Monday, June 23, 2014

Malaysia: Update--Defense Minister Acknowledges Corruption at the Heart of Making Money in Sabah

According to the Malaysian-based The Star, there are increasingly cross-border kidnappings that suggest that police corruption in the east coast of Sabah is not only feasible, but an opportunity for those willing to take a risk, to augment their meager wages.

As most of our readers fully understand, Defense Minister Datuk Seri Hishammuddin Tun Hussein himself admitted recently that corruption and a very porous and expansive border facilitates those willing to succumb to to temptation.

Sabah east coasters speak freely acknowledge smugglers greasing the palms of government officials to bring in “cargo” ranging from drugs to illegal immigrants.

A boat operator said the monthly payment for hassle-free smuggling could reach RM20,000 (US$6,220.00) a month. 

The smuggler, who is a Malaysian of Filipino origin, said the kidnap groups had productive links with many Malaysian officials in Sabah.

The illicit cross-border trade provides ample opportunities for corrupt personnel in the Customs and Immigration departments, local governments, police and marine units who manage and facilitate trade in the 1,770 kilometer (1,099.8-mile) open-sea border.

COMMENT:  Inspector General of Police Tan Sri Khalid Abu Bakar welcomed the move to place Malaysian Anti-Corruption Commission officers in the Esszone. 

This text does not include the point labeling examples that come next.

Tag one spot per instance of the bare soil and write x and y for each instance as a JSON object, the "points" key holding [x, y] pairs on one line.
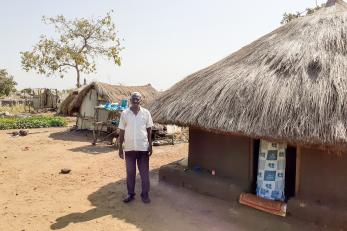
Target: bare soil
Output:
{"points": [[34, 195]]}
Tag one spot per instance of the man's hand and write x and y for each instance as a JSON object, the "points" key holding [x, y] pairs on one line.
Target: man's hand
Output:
{"points": [[150, 150], [121, 154]]}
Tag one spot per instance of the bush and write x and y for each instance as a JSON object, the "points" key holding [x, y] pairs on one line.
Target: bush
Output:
{"points": [[32, 122]]}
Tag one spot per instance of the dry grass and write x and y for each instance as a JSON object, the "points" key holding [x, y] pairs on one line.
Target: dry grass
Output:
{"points": [[288, 85]]}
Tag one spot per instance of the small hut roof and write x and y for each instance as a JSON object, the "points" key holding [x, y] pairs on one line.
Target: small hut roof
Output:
{"points": [[108, 92], [288, 85]]}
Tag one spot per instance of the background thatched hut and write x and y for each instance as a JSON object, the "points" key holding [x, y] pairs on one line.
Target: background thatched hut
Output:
{"points": [[44, 98], [84, 100], [288, 86]]}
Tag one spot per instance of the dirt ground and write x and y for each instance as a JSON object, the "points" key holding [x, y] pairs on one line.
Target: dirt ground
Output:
{"points": [[35, 196]]}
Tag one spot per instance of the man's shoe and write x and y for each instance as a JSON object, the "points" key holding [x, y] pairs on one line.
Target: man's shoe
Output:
{"points": [[128, 198], [145, 199]]}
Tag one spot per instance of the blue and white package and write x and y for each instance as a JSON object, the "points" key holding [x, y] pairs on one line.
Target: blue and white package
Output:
{"points": [[271, 170]]}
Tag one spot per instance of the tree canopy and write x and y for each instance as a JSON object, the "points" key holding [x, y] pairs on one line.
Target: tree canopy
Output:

“We will give our full cooperation to the MACC ... If it is true that corruption among the various agencies is a reason for kidnappings in Sabah, then let the MACC investigate and take action,” Khalid said during a recent visit to Sabah.

The fight against corruption in Sabah’s east coast is really an uphill battle, yet the graft must be stopped, say some. 

Conversely, those in the know, including those that understand the "ins and outs" of regional security vulnerabilities, understand how not to get caught.